Here we see a handsome portrait that Stuart painted of the second President, John Adams, now retired to his estate in Quincy, just south of Boston. This portrait was completed in 1815.
Stuart, John Adams (1815)
This handsome portrait of the highly cultured French prelate John-Louis Lefebre de Cheverus, first Roman Catholic Bishop of Boston, was completed in 1823.
Stuart painted this handsome portrait of Josiah Quincy, Boston’s second Mayor, the so-called “Great Mayor” in 1824. Quincy’s single greatest claim to fame was the construction of a new Public Market in Boston, now known as the Quincy Market, which Stuart inserted into the background of the portrait.
Stuart, Josiah Quincy, Boston’s “Great Mayor,” who served as from 1823-28 (1824)

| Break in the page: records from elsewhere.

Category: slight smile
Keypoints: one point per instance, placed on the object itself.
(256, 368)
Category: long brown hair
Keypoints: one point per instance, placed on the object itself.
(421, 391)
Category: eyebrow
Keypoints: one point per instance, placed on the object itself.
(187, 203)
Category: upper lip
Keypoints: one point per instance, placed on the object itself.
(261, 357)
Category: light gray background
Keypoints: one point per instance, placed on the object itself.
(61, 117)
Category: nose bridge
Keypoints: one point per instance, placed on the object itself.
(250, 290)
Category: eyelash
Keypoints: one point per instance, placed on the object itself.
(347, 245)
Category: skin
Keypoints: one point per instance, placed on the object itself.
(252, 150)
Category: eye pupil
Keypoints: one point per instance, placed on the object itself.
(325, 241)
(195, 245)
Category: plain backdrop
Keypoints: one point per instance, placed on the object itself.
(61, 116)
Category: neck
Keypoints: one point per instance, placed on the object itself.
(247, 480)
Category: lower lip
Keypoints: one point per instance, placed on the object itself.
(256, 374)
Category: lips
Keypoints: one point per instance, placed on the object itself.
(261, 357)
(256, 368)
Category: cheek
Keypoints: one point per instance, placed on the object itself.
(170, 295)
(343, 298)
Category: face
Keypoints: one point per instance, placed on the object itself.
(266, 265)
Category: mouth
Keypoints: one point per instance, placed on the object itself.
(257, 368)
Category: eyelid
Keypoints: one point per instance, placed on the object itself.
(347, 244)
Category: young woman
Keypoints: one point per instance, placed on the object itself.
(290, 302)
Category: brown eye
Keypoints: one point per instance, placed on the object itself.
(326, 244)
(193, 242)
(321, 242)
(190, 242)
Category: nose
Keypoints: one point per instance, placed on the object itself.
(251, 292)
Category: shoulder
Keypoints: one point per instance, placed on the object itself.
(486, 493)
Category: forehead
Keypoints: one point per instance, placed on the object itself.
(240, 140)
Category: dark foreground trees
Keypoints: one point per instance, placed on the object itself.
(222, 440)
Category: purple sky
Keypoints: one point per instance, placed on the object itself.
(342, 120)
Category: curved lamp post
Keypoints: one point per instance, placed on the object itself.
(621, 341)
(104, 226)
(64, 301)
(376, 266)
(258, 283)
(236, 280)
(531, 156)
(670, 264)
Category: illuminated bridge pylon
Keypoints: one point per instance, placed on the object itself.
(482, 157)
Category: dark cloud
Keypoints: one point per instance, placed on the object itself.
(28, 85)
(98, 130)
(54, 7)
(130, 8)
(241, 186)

One of Stuart’s last works was this portrait of the elderly John Adams, then nearly 91 years of age, completed the year before the former President’s death on July 4th, 1826, the fiftieth anniversary of the proclamation of American independence. Adams died in the very wing chair beside the fireplace in the old Adams mansion in which he had posed he had posed for Stuart.
Stuart, John Adams at the age of ninety (1825)

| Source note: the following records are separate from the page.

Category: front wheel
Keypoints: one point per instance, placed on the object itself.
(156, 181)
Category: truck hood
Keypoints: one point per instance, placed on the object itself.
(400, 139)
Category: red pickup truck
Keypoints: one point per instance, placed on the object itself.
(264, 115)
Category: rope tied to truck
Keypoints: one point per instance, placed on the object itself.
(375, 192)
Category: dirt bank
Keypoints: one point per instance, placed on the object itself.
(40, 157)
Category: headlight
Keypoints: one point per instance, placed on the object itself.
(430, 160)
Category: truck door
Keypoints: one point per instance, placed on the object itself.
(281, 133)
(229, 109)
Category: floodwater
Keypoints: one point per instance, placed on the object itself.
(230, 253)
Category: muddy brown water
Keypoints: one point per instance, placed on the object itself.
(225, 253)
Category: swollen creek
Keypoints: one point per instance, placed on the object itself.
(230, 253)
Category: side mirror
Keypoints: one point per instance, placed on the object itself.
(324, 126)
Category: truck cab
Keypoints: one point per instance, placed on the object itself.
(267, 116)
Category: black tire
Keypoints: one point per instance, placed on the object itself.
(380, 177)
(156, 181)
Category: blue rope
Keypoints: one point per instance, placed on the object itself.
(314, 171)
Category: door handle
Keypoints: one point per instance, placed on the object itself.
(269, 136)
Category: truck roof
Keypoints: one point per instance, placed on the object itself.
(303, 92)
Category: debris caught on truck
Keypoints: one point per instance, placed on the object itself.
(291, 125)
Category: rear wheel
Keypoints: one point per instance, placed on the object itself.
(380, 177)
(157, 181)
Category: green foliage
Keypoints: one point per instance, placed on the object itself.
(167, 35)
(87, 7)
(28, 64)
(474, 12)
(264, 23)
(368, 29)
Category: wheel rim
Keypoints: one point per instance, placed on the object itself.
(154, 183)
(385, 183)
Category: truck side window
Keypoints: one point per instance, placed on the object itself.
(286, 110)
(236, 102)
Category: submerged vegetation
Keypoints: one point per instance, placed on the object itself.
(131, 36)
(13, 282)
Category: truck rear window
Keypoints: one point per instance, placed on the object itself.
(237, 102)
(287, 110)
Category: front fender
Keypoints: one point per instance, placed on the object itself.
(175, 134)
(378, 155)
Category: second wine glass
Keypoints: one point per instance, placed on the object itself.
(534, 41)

Stuart’s own life was now quickly coming to a close. Here we see a portrait of Stuart by his compatriot Charles Willson Peale, painted in collaboration with his son, Rembrant Peale, which was done when Stuart was 50 years of age and still in relatively good health. Stuart’s son, Gilbert Stuart, Jr. judged this painting a highly accurate representation of his father.

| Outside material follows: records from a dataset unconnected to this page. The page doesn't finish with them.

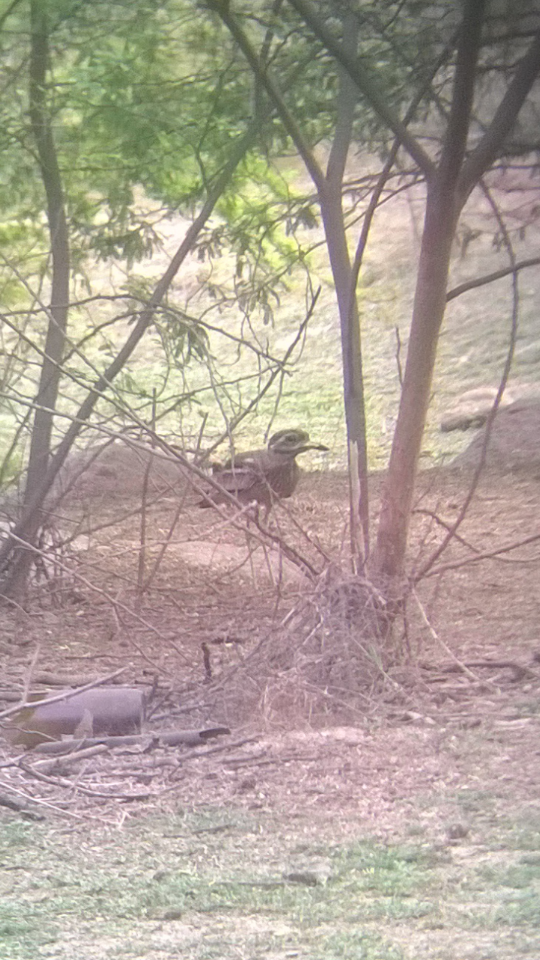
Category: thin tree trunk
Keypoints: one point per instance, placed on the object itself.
(49, 381)
(47, 393)
(330, 198)
(428, 314)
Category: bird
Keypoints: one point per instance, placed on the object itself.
(262, 476)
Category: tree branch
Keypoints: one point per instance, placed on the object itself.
(505, 117)
(368, 86)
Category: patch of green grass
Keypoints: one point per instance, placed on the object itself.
(211, 883)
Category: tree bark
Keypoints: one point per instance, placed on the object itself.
(49, 380)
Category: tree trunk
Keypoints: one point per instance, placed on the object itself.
(428, 312)
(49, 381)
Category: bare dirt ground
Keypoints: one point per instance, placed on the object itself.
(443, 752)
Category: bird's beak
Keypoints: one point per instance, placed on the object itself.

Charles Willson Peale, Gilbert Stuart (1805)
Stuart, however, did not age gracefully. A heavy drinker, who suffered from gout and partial paralysis, his once sturdy frame slowly withered away in the last two decades of his life.
Gilbert Stuart, arguably the greatest portrait painter in American history, died on July 9th, 1828, at the age of seventy-three, in the fifty-second year of the great republic the countenances of whose founders and heroes he had done so much to pass down to future generations.